Creed is currently in Howard Dumke’s third grade class at Eugene Field. He is mainstreamed for special classes like PE, music and art and also has some regular classroom time. He receives speech, occupational therapy and social skills intervention.

“We are incredibly lucky to have the support we do from Eugene Field Elementary School,” Penni said.

In the early stages of this autism, he would become frustrated or agitated and have episodes of Echolalia, which is repeating random things he had heard, she said.

Now he’s focused on a six-rotation medley. He randomly shouts out digital clock times, like 5:09, and then backward, 9:05, for six rotations.

Gift of autism

Penni advocates for more support for mental and behavioral health in Maryville to help Creed and the other one in 54 like him.

“Being in this largely rural area, access to services for autism are nearly nonexistent,” she said.

She also hopes her efforts with awareness will help people understand and embrace autism.

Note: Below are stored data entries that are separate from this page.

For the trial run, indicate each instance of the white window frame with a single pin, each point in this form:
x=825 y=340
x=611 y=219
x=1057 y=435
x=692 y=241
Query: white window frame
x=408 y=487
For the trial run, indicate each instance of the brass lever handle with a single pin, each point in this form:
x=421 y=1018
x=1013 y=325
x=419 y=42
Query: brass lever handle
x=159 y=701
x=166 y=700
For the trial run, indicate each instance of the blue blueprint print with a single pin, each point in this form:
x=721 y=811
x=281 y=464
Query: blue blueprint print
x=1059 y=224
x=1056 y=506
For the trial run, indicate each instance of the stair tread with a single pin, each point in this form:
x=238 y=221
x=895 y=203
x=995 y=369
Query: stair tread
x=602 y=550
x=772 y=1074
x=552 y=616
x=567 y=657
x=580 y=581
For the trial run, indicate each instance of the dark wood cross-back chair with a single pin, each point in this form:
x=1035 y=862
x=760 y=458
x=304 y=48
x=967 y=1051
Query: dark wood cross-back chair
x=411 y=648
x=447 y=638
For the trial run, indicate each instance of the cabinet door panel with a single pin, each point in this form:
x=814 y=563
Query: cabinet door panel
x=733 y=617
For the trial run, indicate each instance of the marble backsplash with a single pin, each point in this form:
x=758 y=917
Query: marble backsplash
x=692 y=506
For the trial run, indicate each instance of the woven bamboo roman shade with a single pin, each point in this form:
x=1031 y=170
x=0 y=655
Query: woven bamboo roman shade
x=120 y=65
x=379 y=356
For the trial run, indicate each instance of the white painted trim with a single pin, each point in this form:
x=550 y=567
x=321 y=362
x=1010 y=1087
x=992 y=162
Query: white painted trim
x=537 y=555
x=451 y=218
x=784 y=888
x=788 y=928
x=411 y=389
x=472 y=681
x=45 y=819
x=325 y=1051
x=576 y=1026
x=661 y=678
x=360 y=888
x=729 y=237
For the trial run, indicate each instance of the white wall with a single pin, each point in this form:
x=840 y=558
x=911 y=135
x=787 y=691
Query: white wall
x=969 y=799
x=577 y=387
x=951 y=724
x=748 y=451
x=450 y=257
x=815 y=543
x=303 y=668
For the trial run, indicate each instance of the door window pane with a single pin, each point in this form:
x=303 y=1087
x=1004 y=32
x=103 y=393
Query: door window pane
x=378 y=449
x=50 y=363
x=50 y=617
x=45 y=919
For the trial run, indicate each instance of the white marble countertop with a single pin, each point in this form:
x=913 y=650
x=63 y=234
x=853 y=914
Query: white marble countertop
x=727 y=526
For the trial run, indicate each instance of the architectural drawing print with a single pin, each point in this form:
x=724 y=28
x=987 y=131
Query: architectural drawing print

“Our country has to understand and embrace the gift of autism and create and find suitable opportunities for these individuals,” she said. “In the right places, with the right training and support, individuals on the spectrum can be productive citizens.”

When people realize that potential, their eyes can open to see those magical moments that Penni sees with Creed.

It is the gift that is called autism.